Lots of love Deano and Nettie!!!
I was third and I was in at 3.30... but they had clinic in the morning so didn’t start til the afternoon. My stockings were absolutely fine. Did they give me the right size?! The other ladies seemed to be popping out of theirs.
Had a decent sleep after a triple whammy of Sleapeaze Nytol and dihydrocodeine... not sure it’s to be recommended but once I did get off to sleep (about an hour) I didn’t sweat. Woke a couple of times. Feel ok. And luckily was awake when the window cleaner suddenly started slapping some water on outside!! If the window had been open that would have been awkward too!
The rain has vanished for now so I should get up and try the walk round to Morrisons shortly see how I get on. Last lump away Deano I hope between us we never have another one. Bye bye last Barry! 👋🏻🖕🏻💪🏻
We're all behind you deano, let us know how you are when you can? Xx
whitwoo nettienoos son!! Hope the nurses can concentrate on you....thinking of you as your approaching the finishing post xxx
implausible....enjoy your view! Don't ask him if that's a truncheon in his pocket..... lol xxxx
Talking of eye candy. I'm sat in reception here at the hospital waiting to be called in to be zapped, and a super duper hunky policeman has just presented himself at reception, as he wants to check something on their CCTV.

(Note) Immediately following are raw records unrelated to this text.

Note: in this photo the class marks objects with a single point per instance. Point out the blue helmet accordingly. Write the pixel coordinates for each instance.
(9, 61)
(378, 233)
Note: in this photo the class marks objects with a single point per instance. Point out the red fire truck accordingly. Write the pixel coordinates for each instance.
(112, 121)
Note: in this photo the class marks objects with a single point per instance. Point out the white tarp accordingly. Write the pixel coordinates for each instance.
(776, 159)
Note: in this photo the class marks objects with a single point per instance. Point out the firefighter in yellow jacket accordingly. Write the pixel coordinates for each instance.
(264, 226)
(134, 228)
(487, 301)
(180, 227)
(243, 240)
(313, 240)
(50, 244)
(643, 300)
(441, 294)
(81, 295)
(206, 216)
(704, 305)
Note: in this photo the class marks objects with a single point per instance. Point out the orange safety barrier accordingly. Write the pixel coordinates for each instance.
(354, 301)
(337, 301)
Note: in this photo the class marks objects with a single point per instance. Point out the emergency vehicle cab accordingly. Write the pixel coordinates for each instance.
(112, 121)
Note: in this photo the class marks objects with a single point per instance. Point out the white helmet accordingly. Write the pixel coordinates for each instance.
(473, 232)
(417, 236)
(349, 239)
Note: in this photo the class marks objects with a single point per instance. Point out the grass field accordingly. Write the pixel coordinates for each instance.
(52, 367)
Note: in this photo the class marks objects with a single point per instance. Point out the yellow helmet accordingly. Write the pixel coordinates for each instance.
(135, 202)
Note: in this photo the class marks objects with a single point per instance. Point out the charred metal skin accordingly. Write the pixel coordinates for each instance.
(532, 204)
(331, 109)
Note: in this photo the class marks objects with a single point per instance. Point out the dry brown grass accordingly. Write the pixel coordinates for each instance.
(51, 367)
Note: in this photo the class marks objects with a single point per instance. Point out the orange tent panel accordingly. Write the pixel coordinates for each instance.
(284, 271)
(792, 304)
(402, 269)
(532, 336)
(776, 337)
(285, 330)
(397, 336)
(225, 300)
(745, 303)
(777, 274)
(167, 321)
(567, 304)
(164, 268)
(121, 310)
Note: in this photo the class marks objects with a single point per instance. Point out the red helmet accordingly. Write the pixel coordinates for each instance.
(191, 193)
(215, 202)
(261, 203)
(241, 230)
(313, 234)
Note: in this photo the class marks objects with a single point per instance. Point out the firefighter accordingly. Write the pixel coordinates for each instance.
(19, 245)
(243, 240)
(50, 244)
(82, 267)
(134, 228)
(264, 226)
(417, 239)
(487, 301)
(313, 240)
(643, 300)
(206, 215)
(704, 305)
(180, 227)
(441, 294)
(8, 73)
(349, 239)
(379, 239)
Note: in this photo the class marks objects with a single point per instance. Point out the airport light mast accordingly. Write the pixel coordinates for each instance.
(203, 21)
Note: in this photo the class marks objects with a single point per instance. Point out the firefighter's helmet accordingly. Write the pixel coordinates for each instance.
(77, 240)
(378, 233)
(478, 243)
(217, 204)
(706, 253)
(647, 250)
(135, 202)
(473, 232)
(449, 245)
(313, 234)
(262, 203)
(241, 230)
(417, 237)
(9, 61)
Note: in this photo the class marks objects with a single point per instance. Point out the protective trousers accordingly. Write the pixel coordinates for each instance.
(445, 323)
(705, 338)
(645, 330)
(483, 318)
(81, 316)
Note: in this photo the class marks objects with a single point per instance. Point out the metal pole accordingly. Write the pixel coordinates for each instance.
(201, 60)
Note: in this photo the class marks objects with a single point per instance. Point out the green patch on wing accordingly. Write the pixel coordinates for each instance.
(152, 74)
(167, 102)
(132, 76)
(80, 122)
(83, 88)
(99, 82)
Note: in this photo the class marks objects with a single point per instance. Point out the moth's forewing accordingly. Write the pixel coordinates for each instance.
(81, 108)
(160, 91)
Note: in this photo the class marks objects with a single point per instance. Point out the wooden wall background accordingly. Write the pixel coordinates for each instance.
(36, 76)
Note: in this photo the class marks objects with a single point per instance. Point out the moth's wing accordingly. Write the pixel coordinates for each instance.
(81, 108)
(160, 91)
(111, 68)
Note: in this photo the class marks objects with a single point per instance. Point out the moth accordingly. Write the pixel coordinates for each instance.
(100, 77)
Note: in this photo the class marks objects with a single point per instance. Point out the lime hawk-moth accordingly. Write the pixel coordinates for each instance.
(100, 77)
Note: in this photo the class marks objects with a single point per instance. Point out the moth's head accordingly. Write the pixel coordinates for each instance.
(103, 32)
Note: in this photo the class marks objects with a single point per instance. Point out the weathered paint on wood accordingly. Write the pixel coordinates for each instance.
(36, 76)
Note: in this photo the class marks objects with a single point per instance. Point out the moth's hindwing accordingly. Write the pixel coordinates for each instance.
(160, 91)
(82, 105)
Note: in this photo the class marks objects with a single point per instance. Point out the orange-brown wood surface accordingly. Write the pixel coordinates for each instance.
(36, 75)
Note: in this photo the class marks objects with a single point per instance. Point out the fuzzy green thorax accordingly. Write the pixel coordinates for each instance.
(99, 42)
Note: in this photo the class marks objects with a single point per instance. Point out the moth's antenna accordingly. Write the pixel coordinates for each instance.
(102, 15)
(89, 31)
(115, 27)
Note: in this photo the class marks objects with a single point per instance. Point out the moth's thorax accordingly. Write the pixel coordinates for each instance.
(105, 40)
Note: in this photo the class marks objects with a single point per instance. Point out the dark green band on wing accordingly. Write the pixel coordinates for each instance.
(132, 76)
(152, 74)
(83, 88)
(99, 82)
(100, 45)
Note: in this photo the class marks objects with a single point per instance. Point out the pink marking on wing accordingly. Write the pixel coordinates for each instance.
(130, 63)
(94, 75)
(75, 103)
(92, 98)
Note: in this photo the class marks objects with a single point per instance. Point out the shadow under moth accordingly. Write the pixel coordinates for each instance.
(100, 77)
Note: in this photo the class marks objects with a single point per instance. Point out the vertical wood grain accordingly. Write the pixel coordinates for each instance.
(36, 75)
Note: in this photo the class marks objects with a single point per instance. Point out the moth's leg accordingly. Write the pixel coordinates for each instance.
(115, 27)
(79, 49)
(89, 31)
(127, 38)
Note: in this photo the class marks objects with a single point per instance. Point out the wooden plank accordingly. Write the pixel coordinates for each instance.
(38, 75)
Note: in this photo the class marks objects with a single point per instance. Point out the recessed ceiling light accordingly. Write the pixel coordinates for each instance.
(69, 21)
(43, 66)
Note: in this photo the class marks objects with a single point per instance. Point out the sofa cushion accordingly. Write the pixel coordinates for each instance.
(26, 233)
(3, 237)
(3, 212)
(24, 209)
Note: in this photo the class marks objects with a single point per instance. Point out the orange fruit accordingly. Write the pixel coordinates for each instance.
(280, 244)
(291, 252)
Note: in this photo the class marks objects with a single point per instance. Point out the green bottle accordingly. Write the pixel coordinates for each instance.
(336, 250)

Don't usually get such a nice view here!
Deano I remember the struggle with those stockings too 🙂 3rd on the list is good. Hope they call you through before you get too thirsty (that's the worst bit for me!)
Nettie, I see you're taking the ward eye candy in with you again to cheer up the nurses 😄 Best of luck for your LAST CHEMO wooooot!!!!
More Good Luck for Deano and Nettinoo
Also for Trixielady and anybody else who is interested in meditation
I just did more searching:
SusieB, I’m ok thanks darling. Last chemo going ahead at 2pm. Eeeeek! Ive got mixed emotions this morning. I’m desperate to get it over with but anxious about the after effects. My son, Tom, is taking me today and he is my absolute rock so I’ll be fine. Xxx
Thanks for the well wishes I am sat all gowned up with my lovely stockings which took ages to put on it felt like a gym session especially when your nails are short - gonna try to stop being nervous and wanting to cry I am ok until they ask how I am xx
speak you you all later I am 3 rd on list and should be out later xx
Just a quick pop in as I've got PICC care this morning
Edinbird, get that water down you🚰🚰🚰.
Nettienoo, hope you're feeling ok.
Implausible, I'd have been upset too if I'd walked all that way, feeling exhausted, only to find a blank wall😭😭😭.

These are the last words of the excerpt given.